When stratified by severity of lung involvement, those with mild lung disease group treated with tocilizumab had a 4.1% decline in FVC, compared with a 10% decline in the placebo group; those with moderate disease in the treatment group had an 0.7% mean increase in FVC, compared with a 5.7% decrease in the placebo group, and those with severe lung involvement in the treatment arm had a 2.1% increase in FVC, compared with a 6.7% decrease in the placebo arm.

Those treated with tocilizumab also showed a statistically significant 1.8% improvement in the amount of lung involvement, which was largely seen in those with more extensive lung involvement at baseline. Those with more than 20% of the lung affected had a significant 4.9% reduction in lung area affected, while those in the placebo arm showed a significant increase in fibrosis.

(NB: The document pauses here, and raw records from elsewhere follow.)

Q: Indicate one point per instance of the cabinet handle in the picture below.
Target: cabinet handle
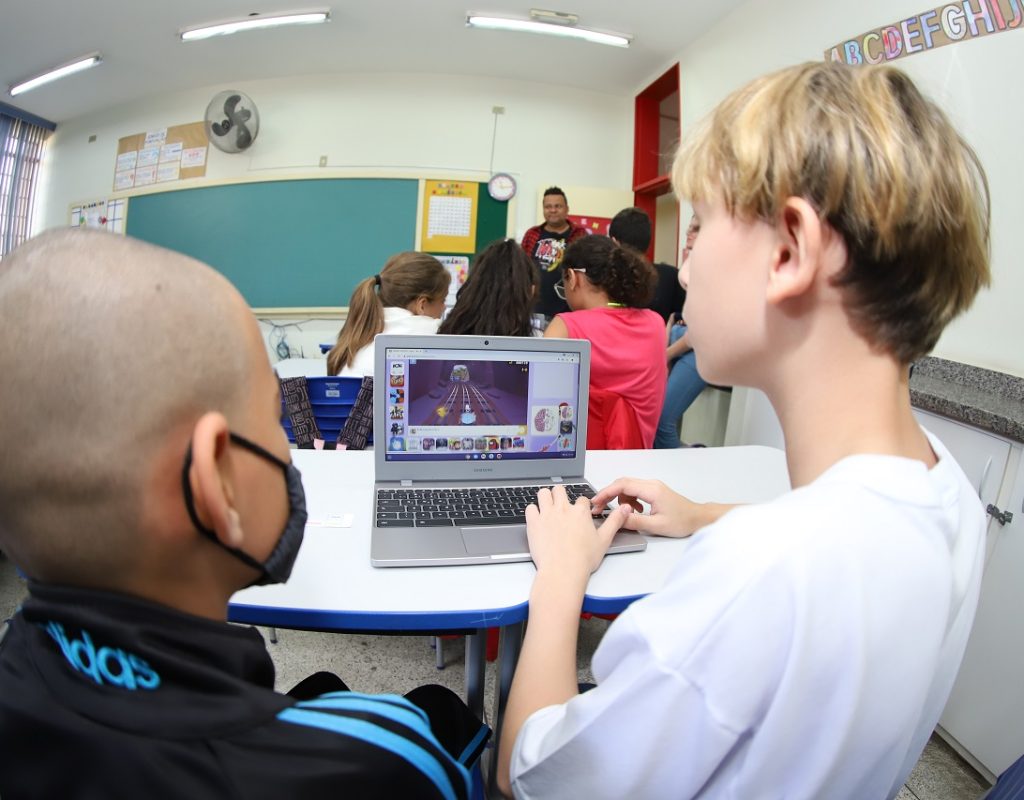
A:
(1003, 517)
(984, 474)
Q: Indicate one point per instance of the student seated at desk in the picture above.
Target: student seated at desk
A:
(138, 507)
(607, 287)
(407, 297)
(498, 296)
(803, 647)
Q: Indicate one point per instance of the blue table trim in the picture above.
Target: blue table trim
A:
(609, 604)
(321, 620)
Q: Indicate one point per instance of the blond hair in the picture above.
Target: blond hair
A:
(881, 164)
(404, 279)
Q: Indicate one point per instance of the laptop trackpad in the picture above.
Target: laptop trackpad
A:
(498, 540)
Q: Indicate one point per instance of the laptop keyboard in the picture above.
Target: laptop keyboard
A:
(446, 507)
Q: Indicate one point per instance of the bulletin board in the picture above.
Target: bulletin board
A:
(450, 213)
(161, 156)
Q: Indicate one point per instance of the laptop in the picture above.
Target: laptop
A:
(466, 429)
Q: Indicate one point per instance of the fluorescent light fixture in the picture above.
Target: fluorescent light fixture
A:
(527, 26)
(52, 75)
(252, 24)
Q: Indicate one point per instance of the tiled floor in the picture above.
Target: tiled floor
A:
(398, 664)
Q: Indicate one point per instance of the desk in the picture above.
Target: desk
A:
(334, 588)
(300, 368)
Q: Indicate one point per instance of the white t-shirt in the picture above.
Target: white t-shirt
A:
(801, 648)
(395, 321)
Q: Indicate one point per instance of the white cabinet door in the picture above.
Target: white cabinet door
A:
(981, 456)
(985, 712)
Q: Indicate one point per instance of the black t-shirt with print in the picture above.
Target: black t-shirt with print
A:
(548, 256)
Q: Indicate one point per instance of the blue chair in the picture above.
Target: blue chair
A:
(331, 400)
(1009, 786)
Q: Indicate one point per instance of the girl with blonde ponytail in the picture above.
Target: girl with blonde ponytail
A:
(408, 296)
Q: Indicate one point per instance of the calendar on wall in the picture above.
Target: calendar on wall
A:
(449, 215)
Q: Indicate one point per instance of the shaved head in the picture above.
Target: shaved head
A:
(110, 344)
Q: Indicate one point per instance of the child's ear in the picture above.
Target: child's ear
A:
(212, 478)
(797, 256)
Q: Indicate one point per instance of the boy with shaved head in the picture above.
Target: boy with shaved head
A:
(144, 479)
(803, 647)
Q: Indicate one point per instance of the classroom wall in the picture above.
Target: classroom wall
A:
(378, 123)
(973, 80)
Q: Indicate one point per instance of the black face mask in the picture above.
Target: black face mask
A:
(279, 564)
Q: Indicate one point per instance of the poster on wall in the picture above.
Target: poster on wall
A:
(449, 222)
(100, 214)
(458, 267)
(163, 155)
(936, 28)
(592, 224)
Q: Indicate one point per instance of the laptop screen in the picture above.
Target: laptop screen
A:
(471, 405)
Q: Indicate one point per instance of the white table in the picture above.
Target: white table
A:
(333, 586)
(299, 368)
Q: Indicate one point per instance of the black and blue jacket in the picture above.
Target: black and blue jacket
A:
(104, 696)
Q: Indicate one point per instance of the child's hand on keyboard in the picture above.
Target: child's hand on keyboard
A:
(562, 537)
(671, 513)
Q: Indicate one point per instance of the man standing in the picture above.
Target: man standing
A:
(546, 243)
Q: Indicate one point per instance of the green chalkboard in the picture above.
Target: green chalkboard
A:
(285, 243)
(295, 243)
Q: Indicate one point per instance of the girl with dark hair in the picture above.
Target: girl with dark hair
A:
(498, 296)
(607, 287)
(408, 296)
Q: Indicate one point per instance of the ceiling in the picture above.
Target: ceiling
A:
(143, 56)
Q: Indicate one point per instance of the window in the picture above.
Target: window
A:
(22, 145)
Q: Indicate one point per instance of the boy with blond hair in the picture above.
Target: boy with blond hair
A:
(803, 647)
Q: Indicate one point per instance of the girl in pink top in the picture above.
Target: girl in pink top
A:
(607, 287)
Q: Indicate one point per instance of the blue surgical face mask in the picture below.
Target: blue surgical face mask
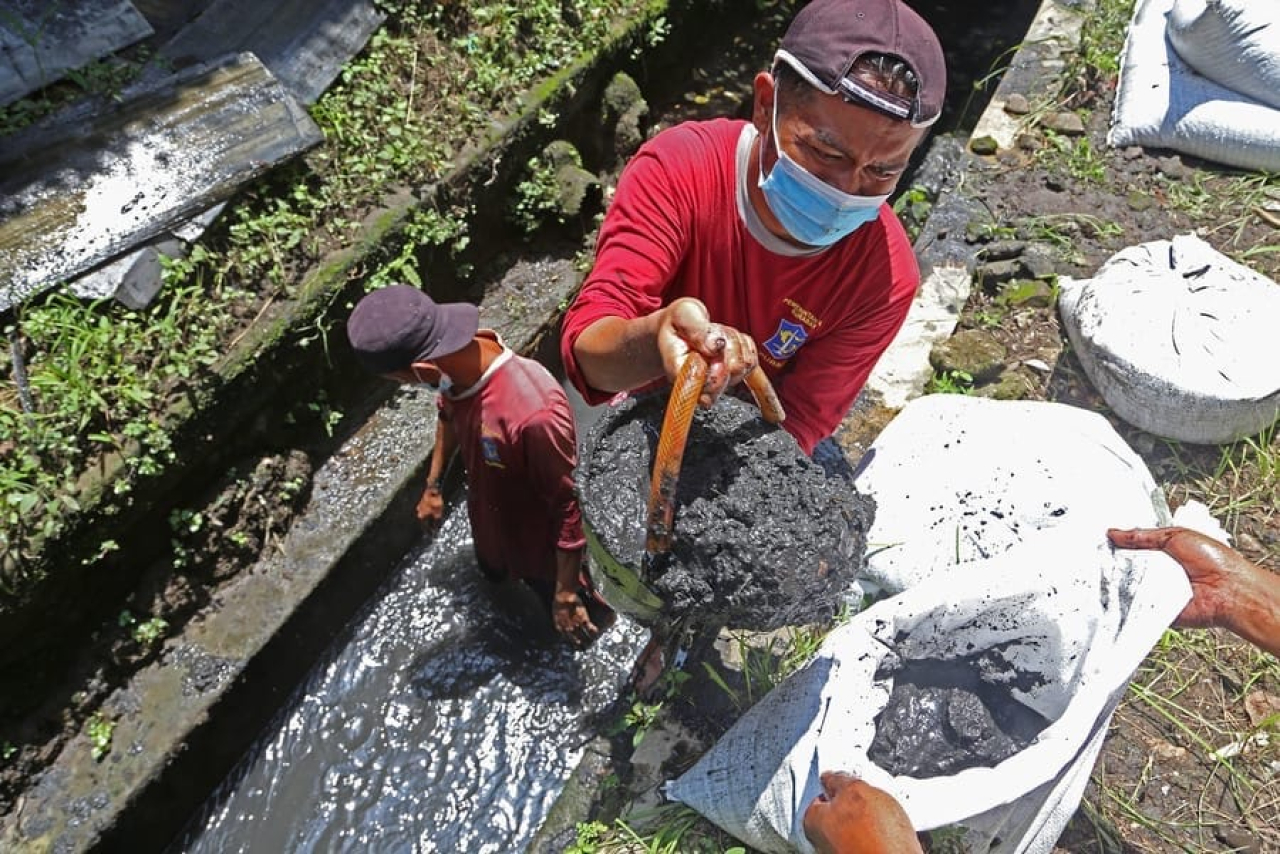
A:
(440, 386)
(812, 210)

First author David Roofeh, MD, of the University of Michigan Scleroderma Program, and colleagues wrote that most patients with SSc will develop interstitial lung disease – particularly those with early, diffuse cutaneous SSc and elevated markers such as C-reactive protein.

“Patients with these high-risk features, especially those with disease in the initial phase of development, represent an important target for early intervention as ILD is largely irreversible in SSc,” the authors wrote.

Findings from a specific patient population may not be generalizable

Commenting on the findings, Lorinda Chung, MD, of Stanford (Calif.) University, said in an interview that the study demonstrated that tocilizumab could prevent radiographic progression of ILD in early diffuse SSc patients with mild to severe lung disease and evidence of active skin disease, as well as elevated inflammatory markers.

“This was a very specific patient population who was studied in the focuSSced clinical trial, and this paper only evaluated a subset of these patients,” Dr. Chung said. “The results may not be generalizable to all SSc-ILD patients and further studies are needed.”

The authors suggested that the patients with progressive skin disease and elevated acute phase reactants may represent a group in the immunoinflammatory phase of the disease rather than the advanced fibrotic stage, and that this might be a “window of therapeutic opportunity to preserve lung function.”

Dr. Chung noted that the radiographic improvement induced by tocilizumab treatment was greatest in those with the most radiographic disease at baseline.

“This may reflect tocilizumab’s impact on decreasing inflammation, but we are not provided the data on the effects of tocilizumab on the individual components of the QILD [quantitative ILD: summation of ground glass opacities, honeycombing, and fibrotic reticulation],” she said.

The study’s authors also made a point about the utility of screening patients with high-resolution chest CT to detect early signs of ILD.

“Our data demonstrate the value of obtaining HRCT at the time of diagnosis: PFTs [pulmonary function tests] are not sensitive enough to accurately assess the presence of ILD and delays in treatment initiation may lead to irreversible disease,” they wrote.

Describing the results as ‘hypothesis-generating’ owing to the post hoc nature of the analysis, the authors said that FVC was an indirect measure of the flow-resistive properties of the lung, and that other aspects of SSc – such as hide-bound chest thickness – could cause thoracic restriction.

Two authors were funded by the National Institutes of Health. Six authors declared grants, funding, and other support from the pharmaceutical sector, including Roche, which sponsored the original focuSSced trial.